All three studies cited by Laleman and Van der Merwe in their letter [2 – 4] reported the experience of endoscopic drainage of different types of pancreatic fluid collections (infected and noninfected, among others), thus these results are not comparable to the results of our series because we recruited only patients with infected pancreatic fluid collections, excluding patients with sterile pancreatic fluid collections and those with organized pancreatic necrosis.

Moreover in the study of Hookey et al. [3], endoscopic ultrasound-guided transmural drainage (EUS-GTD) of nonorganized infected necrosis using plastic stents and nasocystic catheter placement resulted in overall technical success, clinical success, recurrence, and complication rates of 50 %, 25 %, 12.5 %, and 25 %, respectively.

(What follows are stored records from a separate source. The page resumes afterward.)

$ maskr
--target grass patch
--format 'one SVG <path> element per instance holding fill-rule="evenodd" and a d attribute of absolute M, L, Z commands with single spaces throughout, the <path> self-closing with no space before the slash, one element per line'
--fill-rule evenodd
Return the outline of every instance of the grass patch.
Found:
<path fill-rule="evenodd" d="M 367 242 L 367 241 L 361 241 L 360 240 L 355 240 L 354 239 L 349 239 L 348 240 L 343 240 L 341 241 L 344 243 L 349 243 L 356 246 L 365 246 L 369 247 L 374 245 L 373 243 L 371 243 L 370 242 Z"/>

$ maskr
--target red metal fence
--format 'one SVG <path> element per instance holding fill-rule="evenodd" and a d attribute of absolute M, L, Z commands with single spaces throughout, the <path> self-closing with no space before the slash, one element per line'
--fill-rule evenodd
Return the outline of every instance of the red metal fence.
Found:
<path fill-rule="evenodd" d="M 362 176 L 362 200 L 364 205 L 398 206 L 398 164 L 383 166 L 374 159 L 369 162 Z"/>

We excluded patients with organized pancreatic necrosis because we felt that the best treatment for this is endoscopic necrosectomy [9].

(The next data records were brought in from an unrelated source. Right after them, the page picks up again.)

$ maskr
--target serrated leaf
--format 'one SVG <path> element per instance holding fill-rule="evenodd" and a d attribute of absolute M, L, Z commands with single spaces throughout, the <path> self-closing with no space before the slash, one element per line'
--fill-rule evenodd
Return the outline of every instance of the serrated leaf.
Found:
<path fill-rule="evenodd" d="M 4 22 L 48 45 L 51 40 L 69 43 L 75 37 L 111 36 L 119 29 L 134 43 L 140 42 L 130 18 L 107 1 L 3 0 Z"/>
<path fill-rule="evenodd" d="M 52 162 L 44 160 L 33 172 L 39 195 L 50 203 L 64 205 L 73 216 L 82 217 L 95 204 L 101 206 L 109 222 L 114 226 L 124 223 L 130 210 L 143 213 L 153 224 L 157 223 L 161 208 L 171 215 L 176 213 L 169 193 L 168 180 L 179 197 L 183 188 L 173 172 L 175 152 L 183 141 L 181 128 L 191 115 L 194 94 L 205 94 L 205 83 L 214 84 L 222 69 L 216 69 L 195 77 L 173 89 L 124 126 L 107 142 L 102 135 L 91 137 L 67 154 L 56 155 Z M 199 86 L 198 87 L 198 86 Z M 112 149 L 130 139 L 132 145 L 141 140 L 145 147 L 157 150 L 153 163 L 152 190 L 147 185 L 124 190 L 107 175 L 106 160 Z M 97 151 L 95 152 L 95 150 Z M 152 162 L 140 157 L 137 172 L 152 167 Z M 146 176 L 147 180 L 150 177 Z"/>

With regard to cost, it is more realistic to consider not only the cost of the stents, but the costs of all the materials used for the entire procedure and the hospitalization time. When EUS-GTD is performed for infected collections with covered self-expanding metal stents (CSEMSs), the cost is: a 19-gauge needle, 300 euros; a 0.035-inch wire, 150 euros; a precut needle-knife, 150 euros; and a CSEMS, 1000 euros. For the same procedure using plastic stents along with placement of a nasocystic catheter, the cost is: a 19-gauge needle, 300 euros; three 0.035-inch wires, 450 euros; a precut needle-knife, 150 euros; a balloon dilatator, 250 euros; two plastic stents, 200 euros; and a nasocystic catheter, 100 euros. This cost would double in the case of eventual revision.

In our series, we used two different types of CSEMSs having the same technical characteristics (both constructed with the same material [nitinol], both with flared ends, and both of the same size [10 mm]). The 40-mm long CSEMSs were inserted into the bulging collections; whereas, for non-bulging collections, 60-mm long CSEMSs were used.

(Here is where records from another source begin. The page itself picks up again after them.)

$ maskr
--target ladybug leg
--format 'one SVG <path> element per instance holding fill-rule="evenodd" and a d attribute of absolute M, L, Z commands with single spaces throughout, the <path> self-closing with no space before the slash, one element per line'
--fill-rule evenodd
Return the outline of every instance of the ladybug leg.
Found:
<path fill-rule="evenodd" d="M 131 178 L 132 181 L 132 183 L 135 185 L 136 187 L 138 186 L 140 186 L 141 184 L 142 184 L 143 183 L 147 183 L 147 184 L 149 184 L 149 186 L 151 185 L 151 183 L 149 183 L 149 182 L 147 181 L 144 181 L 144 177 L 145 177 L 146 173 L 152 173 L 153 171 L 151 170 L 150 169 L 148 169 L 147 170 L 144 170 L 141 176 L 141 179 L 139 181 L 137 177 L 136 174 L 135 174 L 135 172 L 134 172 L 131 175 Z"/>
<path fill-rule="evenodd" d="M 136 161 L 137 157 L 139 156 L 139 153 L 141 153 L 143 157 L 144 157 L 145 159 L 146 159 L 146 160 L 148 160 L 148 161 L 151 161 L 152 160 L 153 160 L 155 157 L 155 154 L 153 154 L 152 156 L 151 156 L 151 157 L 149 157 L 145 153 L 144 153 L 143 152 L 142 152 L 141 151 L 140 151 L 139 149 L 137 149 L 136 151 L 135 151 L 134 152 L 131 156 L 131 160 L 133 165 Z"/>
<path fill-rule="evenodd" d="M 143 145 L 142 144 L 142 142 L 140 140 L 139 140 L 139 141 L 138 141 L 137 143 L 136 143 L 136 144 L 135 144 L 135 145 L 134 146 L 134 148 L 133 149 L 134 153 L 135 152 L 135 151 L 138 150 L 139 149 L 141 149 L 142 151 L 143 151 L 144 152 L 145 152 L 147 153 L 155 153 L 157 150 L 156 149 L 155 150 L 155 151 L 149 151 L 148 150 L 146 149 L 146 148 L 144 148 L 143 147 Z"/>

The drainage of an infected pancreatic fluid collection requires the insertion of both a transmural stent and a nasocystic catheter. If more than one stent and nasocystic catheter needs to be inserted, the pancreatic fluid collection must be recannulated and a second guide wire must be inserted before the procedure. Recannulation is difficult because of the collapse of the pancreatic fluid collection cavity, the presence of pus, and viscous chocolate-brown necrotic materials gushing out from the cavity, which obscure the endoscopic view, and the tangential axis of the puncture tract. Inserting a single CSEMS of 1 cm in diameter at the initial pancreatic fluid collection puncture would overcome the difficulty involved in pancreatic fluid collection recannulation.

Candida species are frequently found in pancreatic fluid collections [9]. There is debate about whether the presence of fungi truly represents infection or simply the colonization of the pancreatic fluid collection [10]. In our clinical practice and considering the characteristics of the patients enrolled, we prefer to be prudent.

As stated by Todd H. Baron in a beautiful editorial [11], “there is more than one way to skin a cat” (citing a sentence written by Mark Twain in 1889, from A Connecticut Yankee in King Arthur’s Court, “She was wise, subtle, and knew more than one way to skin a cat”), and, in the same way, there are different ways of treating the same disease.